NY市場急落後に持ち直し東京市場も反発
本日の東京株式市場は反発しました。主要7カ国(G7)財務相が石油備蓄を共同放出する可能性を協議したとの報道やトランプ大統領が対イラン戦争は「ごく短期に」終結するとの見通しを示したことで、9日のNY市場は急落後に持ち直し、主要3指数は3日ぶりに反発しました。
NY主要指数は調整色が濃くなる
ただ、主要3指数ともに26週線を割り込んでいます。また、NYダウとS&P500は5週線が13週線とデッドクロスし、ナスダックは5週線が13週及び26週線ともデッドクロスしています。月足では6カ月線を割り込んだ程度であり、12カ月線、24カ月線は右肩上がりを維持していますが、調整色が濃くなってきており、目が離せない状況となってきています。
銀行ほぼ横ばいでソフトウエアは下落に転じる
また、主要3指数は昨日反発しましたが、業種別指数を見ると半導体と情報サービス主体の上昇で、銀行株はほぼ横ばい、ソフトウエアは下落に転じていました。

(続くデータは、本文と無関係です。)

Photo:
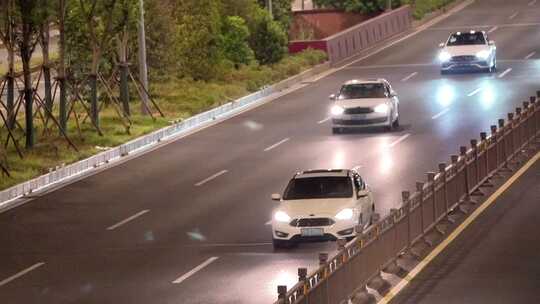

昨日、ノンバンク融資で取り上げたブラックロックは0.23%高と大きな反発に至っておらず要注意です。
買い先行も戻り売りに値を消し底入れとは言えず
東京市場はNY市場の反発と原油価格の下落を受け買い先行スタートとなりました。日経平均は一時、前日比1966円高の5万4694円高値までありました。しかし5日線タッチで戻り売りが出たようで、値を消す展開となりました。昨日の当欄で逆張りテクニカル指数に売られ過ぎシグナルが点灯しだしたとしましたが、昨日高値を大引けで抜けなかったことで、昨日の5万1407円で底入れしたとは言えないようです。
一目均衡表は急激な反転上昇が必要
一目均衡表を見ると、昨日の下値は雲下限で下げ止まり長い下髭を形成。終値は雲上限を超えて取引を終えたことで底入れの条件が一つ現れました。一方で、遅行線が日々線の中に入り込む「逆転」現象が起こりました。また、転換線と基準線が同値でタッチし「逆転」となるのかどうかの正念場です。本日は遅行線が日々線の上に出てきましたが、今後日々線は8営業日で5万8000円手前まで一気に上昇しますので、急激な反転上昇が必要となります。
二番底形成か三段下げへ向かう可能性高い
そのため、今後は昨日安値に対する二番底形成へ向かうのか、三段下げへと向かう可能性が高く、当面は転換線、基準線の位置する5万5370円や5万6120円近辺を走る25日線までは戻り売りと考えます。これらをクリアして初めて押し目買いスタンスがテクニカル的な買いシグナル点灯です。